ウイスキーを学ぶうえで最初に知っておきたいのが、お酒の分類です。
世界中にあるさまざまなお酒は、製造方法によって大きく3つに分けることができます。
- 醸造酒(ビール、日本酒、ワインなど)
- 蒸留酒(ウイスキー、ブランデー、焼酎、ジン、テキーラなど)
- 混成酒(リキュール類、梅酒、ベルモットなど)

日本の酒税法では、酒類は「発泡性酒類」「醸造酒類」「蒸留酒類」「混成酒類」の4つに分類されています。
ただし、ウイスキーの入門記事として基礎を理解するのであれば、この分類はやや専門的で分かりにくいかもしれません。そこで本記事では、よりイメージしやすい一般的な「醸造酒」「蒸留酒」「混成酒」という3つの分類をもとに解説を進めていきます。

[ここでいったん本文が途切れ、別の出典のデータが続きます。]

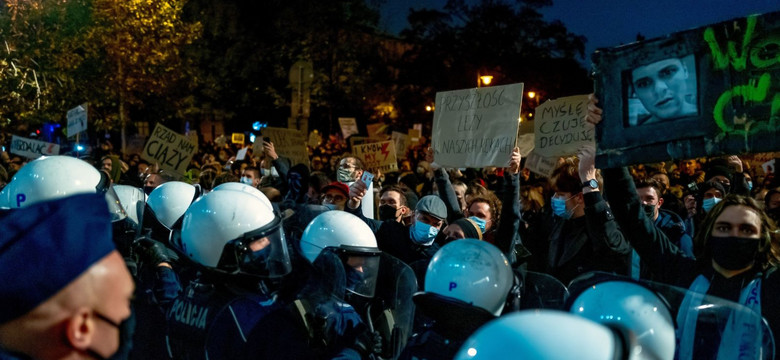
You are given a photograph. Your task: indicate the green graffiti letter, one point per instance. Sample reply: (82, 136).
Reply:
(720, 58)
(748, 92)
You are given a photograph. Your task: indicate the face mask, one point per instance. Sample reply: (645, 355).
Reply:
(330, 206)
(423, 233)
(257, 261)
(344, 175)
(649, 210)
(480, 222)
(708, 204)
(733, 253)
(125, 328)
(559, 207)
(387, 213)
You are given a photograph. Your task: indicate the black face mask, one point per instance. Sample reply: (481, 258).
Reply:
(126, 329)
(387, 213)
(732, 252)
(649, 210)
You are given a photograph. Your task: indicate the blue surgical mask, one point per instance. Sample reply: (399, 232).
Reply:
(480, 222)
(708, 204)
(423, 233)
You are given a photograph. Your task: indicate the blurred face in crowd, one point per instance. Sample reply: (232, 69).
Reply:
(773, 202)
(481, 210)
(688, 167)
(661, 87)
(649, 196)
(663, 179)
(393, 198)
(454, 232)
(713, 193)
(107, 164)
(335, 197)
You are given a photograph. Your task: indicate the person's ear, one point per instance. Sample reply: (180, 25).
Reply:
(80, 329)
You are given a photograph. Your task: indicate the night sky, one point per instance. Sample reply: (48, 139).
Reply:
(608, 23)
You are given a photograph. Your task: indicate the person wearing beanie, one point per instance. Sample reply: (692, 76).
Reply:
(66, 290)
(463, 228)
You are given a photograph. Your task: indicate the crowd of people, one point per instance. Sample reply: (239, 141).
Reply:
(263, 258)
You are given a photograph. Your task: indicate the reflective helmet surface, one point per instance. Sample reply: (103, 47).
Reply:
(219, 231)
(55, 177)
(49, 178)
(244, 188)
(336, 229)
(472, 271)
(632, 307)
(352, 240)
(170, 200)
(541, 334)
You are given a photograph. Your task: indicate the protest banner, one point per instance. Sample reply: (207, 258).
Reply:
(720, 97)
(77, 120)
(288, 143)
(348, 127)
(31, 148)
(378, 156)
(560, 128)
(476, 127)
(541, 165)
(401, 143)
(171, 150)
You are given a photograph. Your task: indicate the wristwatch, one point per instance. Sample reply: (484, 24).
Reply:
(592, 183)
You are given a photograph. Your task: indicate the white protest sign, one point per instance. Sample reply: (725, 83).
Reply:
(77, 120)
(377, 156)
(476, 127)
(348, 127)
(288, 143)
(541, 165)
(171, 150)
(560, 126)
(32, 149)
(401, 142)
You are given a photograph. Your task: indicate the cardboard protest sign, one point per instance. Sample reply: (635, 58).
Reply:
(703, 92)
(348, 127)
(377, 131)
(171, 150)
(541, 165)
(237, 138)
(288, 143)
(77, 120)
(379, 156)
(31, 148)
(560, 127)
(401, 142)
(476, 127)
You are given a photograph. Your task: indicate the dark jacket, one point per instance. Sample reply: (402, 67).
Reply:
(671, 265)
(589, 243)
(506, 235)
(395, 239)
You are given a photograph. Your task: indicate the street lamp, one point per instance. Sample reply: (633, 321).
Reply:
(484, 80)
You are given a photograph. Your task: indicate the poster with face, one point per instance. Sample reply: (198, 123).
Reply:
(709, 91)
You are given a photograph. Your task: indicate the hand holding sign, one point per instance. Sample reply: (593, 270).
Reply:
(514, 161)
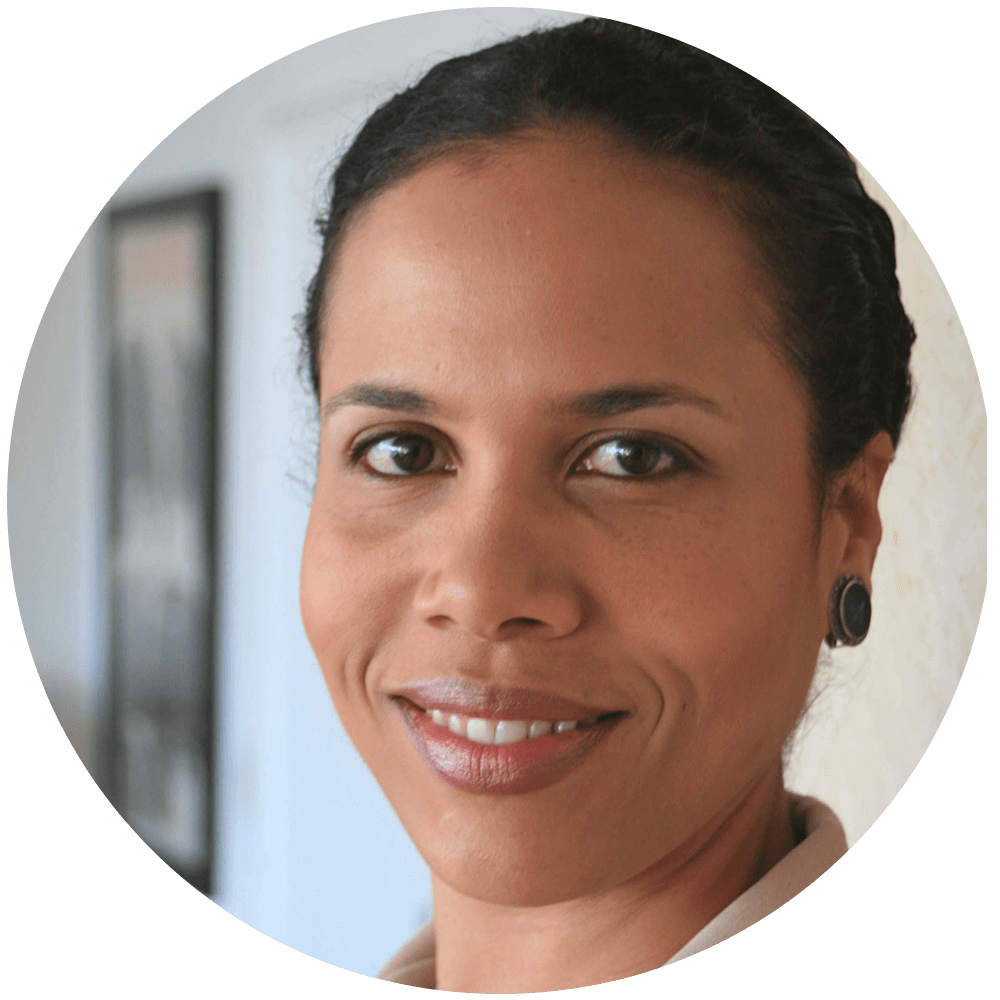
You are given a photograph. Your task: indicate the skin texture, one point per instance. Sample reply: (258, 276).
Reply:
(695, 599)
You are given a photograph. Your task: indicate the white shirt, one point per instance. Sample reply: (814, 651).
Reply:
(823, 845)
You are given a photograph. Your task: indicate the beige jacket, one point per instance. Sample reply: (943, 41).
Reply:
(823, 846)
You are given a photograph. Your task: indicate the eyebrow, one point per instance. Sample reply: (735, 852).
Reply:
(607, 402)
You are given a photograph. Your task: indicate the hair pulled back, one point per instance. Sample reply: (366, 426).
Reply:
(827, 249)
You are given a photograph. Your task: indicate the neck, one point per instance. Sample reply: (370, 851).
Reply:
(487, 948)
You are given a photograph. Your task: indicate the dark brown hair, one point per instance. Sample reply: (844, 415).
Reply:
(828, 249)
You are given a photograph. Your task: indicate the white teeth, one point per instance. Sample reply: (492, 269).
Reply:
(502, 732)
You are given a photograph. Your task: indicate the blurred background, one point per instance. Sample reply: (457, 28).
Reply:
(191, 693)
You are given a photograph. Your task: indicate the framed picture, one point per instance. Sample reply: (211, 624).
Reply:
(163, 272)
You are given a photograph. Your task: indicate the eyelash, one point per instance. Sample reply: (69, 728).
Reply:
(680, 462)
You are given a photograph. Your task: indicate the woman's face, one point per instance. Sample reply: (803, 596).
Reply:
(501, 527)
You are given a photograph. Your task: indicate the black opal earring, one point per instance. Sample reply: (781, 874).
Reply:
(850, 612)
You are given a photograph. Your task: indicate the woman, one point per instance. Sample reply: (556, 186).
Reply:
(611, 363)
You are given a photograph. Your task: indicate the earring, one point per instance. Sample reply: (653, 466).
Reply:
(850, 611)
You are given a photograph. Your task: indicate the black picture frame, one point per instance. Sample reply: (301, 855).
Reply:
(163, 271)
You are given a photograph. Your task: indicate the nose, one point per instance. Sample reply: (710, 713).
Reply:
(501, 570)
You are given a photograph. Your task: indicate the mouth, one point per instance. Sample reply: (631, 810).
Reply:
(503, 732)
(491, 756)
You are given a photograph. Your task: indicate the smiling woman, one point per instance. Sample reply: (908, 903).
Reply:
(607, 342)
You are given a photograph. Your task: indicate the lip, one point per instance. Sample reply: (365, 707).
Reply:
(466, 697)
(511, 768)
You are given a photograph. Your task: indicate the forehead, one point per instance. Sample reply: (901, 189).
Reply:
(558, 249)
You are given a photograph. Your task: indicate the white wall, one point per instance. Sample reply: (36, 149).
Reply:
(309, 851)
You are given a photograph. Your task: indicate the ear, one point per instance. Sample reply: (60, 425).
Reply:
(854, 506)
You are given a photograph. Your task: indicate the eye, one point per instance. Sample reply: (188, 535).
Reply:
(395, 454)
(636, 457)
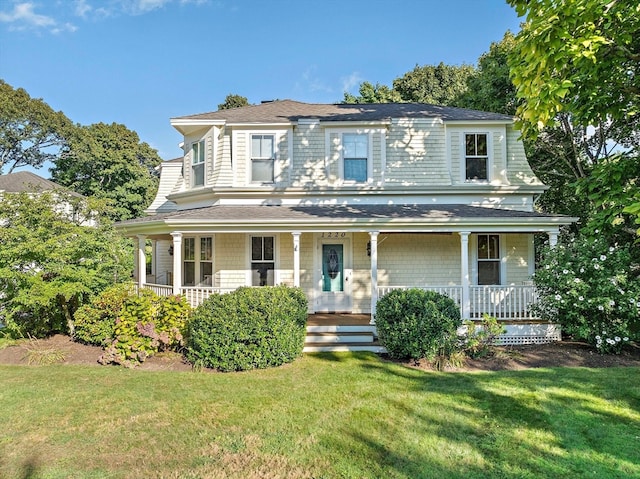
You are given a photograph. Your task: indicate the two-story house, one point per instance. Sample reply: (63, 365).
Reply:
(349, 202)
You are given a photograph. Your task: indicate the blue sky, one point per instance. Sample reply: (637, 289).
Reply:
(141, 62)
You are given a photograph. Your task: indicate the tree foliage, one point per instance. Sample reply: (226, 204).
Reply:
(233, 101)
(52, 261)
(580, 57)
(438, 84)
(110, 162)
(31, 132)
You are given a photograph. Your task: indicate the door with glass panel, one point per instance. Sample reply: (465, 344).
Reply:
(334, 285)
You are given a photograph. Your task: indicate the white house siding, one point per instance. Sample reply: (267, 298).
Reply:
(418, 259)
(518, 267)
(361, 279)
(519, 172)
(308, 165)
(230, 260)
(415, 154)
(163, 262)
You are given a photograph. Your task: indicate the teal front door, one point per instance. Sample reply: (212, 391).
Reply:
(335, 274)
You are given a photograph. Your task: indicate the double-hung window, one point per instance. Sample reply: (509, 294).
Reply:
(476, 157)
(197, 261)
(488, 259)
(355, 157)
(262, 158)
(197, 163)
(262, 260)
(206, 261)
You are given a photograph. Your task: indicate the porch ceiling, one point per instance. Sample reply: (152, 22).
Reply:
(349, 217)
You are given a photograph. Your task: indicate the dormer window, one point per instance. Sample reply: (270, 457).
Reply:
(262, 158)
(197, 163)
(476, 157)
(355, 157)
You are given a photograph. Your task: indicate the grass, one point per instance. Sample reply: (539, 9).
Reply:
(324, 416)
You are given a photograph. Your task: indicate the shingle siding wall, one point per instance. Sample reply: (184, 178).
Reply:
(414, 259)
(517, 254)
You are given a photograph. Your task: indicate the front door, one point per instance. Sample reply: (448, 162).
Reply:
(334, 282)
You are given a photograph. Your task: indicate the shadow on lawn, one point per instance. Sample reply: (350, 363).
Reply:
(533, 423)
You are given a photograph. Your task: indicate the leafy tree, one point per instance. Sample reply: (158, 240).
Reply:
(490, 87)
(52, 261)
(580, 57)
(373, 94)
(438, 84)
(110, 162)
(31, 133)
(233, 101)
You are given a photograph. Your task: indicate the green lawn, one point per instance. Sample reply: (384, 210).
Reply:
(325, 416)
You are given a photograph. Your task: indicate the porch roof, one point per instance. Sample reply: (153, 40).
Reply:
(453, 217)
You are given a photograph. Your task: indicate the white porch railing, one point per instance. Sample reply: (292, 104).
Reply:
(196, 294)
(454, 292)
(502, 302)
(159, 289)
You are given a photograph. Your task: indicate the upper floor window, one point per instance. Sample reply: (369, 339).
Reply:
(488, 259)
(476, 157)
(355, 157)
(262, 260)
(197, 163)
(262, 158)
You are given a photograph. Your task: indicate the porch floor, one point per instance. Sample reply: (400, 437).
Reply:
(338, 319)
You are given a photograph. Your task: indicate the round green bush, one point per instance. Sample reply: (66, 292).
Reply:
(416, 324)
(95, 322)
(248, 328)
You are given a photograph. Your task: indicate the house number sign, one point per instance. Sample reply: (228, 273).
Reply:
(334, 235)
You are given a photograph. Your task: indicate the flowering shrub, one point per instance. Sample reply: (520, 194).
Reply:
(586, 287)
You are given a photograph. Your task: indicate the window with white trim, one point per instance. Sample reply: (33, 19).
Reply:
(262, 158)
(262, 260)
(197, 261)
(197, 163)
(355, 157)
(476, 156)
(489, 261)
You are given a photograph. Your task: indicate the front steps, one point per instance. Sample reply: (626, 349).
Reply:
(341, 337)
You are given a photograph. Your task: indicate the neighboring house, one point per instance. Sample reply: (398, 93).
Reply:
(349, 202)
(27, 182)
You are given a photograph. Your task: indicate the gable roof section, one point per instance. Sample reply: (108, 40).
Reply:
(289, 111)
(25, 181)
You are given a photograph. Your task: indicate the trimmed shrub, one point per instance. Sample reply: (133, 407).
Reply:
(416, 324)
(248, 328)
(95, 323)
(147, 324)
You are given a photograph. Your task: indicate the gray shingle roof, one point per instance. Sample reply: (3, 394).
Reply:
(373, 213)
(284, 111)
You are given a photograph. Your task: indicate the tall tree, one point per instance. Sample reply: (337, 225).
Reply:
(438, 84)
(110, 162)
(233, 101)
(580, 57)
(51, 263)
(31, 132)
(490, 87)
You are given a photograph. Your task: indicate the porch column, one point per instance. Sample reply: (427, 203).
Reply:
(177, 262)
(142, 261)
(373, 238)
(296, 258)
(464, 268)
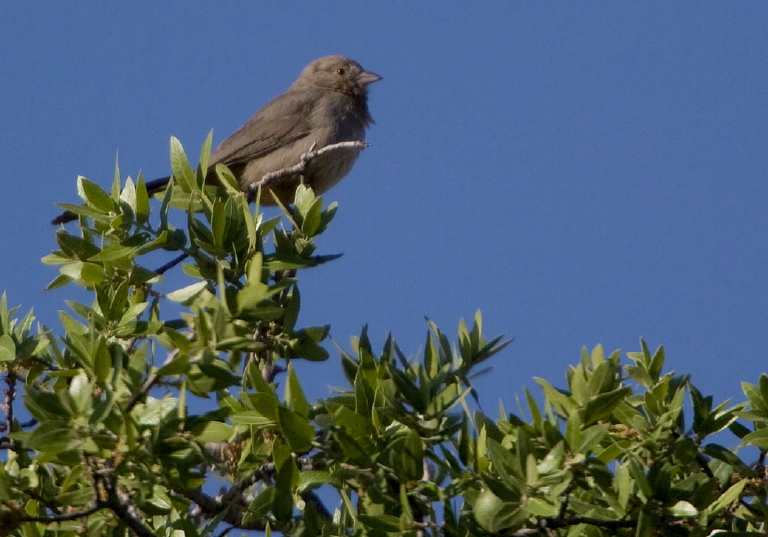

まずは大まかな違いを押さえることで、ウイスキーが酒類全体の中でどのような位置づけにあるのかを理解しやすくなるでしょう。
醸造酒とは?

醸造酒は、原料をそのままアルコール発酵させて飲むタイプのお酒です。
「発酵」というのは、酵母(微生物の一種)が糖分を食べてアルコールと二酸化炭素を生み出す化学反応のことです。ブドウならブドウの糖分を、お米ならお米のでんぷんを糖に変えてから、酵母が働いてアルコールになります。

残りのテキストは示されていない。